At the outset, we are presented with the vexing task of divining which of the varied standards enunciated in Barnes is the law of the land. As noted earlier, Barnes engendered four separate opinions, none of which commanded a majority of the Justices. See Barnes, 501 U.S. at 561-63, 111 S. Ct. at 2458 (opinion of Rehnquist, C.J.) (joined by O'Connor and Kennedy, JJ.); id. at 571-72, 111 S. Ct. at 2463 (Scalia, J., concurring); id. at 580-82, 111 S. Ct. at 2468 (Souter, J., concurring); id. at 587, 111 S. Ct. at 2471 (White, J., dissenting) (joined by Marshall, Blackmun, and Stevens, JJ.). Chief Justice Rehnquist's attempt to win acceptance for the proposition that the enforcement of morality is a proper basis for limiting the freedom of speech did not win majority support: only Justices O'Connor and Kennedy joined the Rehnquist opinion. Barnes, 501 U.S. at 561-63, 111 S. Ct. at 2458. While Justice Souter agreed with the Chief Justice that the Indiana statute was properly analyzed under the four-part O'Brien test, he identified material harms, not moral concerns, as the basis for restricting First Amendment protection for expressive conduct. Id. at 582, 111 S. Ct. at 2468-69 ("I nonetheless write separately to rest my concurrence in the judgment, not on the possible sufficiency of society's moral views to justify the limitations at issue, but on the State's substantial interest in combating the secondary effects of adult entertainment establishments of the sort typified by respondents' establishments."). Justice Scalia, the fifth Justice concurring in the result, concluded that nude dancing is not inherently expressive activity entitled to First Amendment protection. Id. at 561, 111 S. Ct. at 2458 (concluding that " [m]oral opposition to nudity supplies a rational basis for its prohibition, and since the First Amendment has no application to this case no more than that is needed"). Justice White, joined by Justices Marshall, Blackmun, and Stevens, dissented. Although binding on this Court, this splintered decision provides little clear guidance for resolving the question of whether the Akron ordinance at issue here impermissibly infringes expressive conduct protected by the First Amendment.
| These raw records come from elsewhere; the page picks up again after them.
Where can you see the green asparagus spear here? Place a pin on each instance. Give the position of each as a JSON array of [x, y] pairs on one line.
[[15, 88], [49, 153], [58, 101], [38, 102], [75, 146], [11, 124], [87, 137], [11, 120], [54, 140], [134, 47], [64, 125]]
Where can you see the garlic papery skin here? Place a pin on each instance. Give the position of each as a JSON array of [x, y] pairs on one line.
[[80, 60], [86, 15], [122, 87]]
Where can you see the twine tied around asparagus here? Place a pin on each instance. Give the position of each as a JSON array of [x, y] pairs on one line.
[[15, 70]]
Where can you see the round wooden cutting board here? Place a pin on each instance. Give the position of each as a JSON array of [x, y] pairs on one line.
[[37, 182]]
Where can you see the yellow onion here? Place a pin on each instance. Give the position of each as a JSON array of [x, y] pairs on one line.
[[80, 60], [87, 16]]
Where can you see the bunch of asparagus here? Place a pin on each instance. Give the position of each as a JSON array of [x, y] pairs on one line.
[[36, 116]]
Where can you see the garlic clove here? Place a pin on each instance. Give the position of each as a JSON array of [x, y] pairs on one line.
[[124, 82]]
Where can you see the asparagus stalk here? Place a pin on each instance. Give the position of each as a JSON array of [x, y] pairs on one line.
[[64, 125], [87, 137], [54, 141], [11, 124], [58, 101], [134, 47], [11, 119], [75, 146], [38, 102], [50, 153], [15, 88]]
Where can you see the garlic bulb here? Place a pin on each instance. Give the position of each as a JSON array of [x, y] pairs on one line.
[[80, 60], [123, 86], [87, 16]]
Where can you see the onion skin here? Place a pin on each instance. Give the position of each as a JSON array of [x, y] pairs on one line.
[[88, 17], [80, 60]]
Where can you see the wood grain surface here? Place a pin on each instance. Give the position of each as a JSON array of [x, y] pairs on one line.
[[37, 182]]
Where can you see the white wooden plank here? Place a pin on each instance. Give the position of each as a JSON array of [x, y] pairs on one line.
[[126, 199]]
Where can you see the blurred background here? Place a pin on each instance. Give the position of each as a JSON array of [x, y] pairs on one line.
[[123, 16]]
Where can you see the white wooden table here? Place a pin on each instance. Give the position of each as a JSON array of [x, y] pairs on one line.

Well aware of the difficulties created by fractured decisions, the Supreme Court counseled in Marks that, when the Court issues such a decision, the opinion of the Justice concurring in the judgment on the "narrowest grounds" should be regarded as the Court's holding. Marks, 430 U.S. at 193, 97 S. Ct. at 993 (citation omitted). As the Third Circuit has cogently observed:
The principal objective of this Marks rule is to promote predictability in the law by ensuring lower court adherence to Supreme Court precedent. This objective requires that, whenever possible, there be a single legal standard for the lower courts to apply in similar cases and that this standard, when properly applied, produce results with which a majority of the Justices in the case articulating the standard would agree.... [W]here no single rationale 'enjoys the assent of five Justices,' the situation becomes more complex, but the controlling principle is the same. Where a Justice or Justices concurring in the judgment in such a case articulates a legal standard which, when applied, will necessarily produce results with which a majority of the Court from that case would agree, that standard is the law of the land.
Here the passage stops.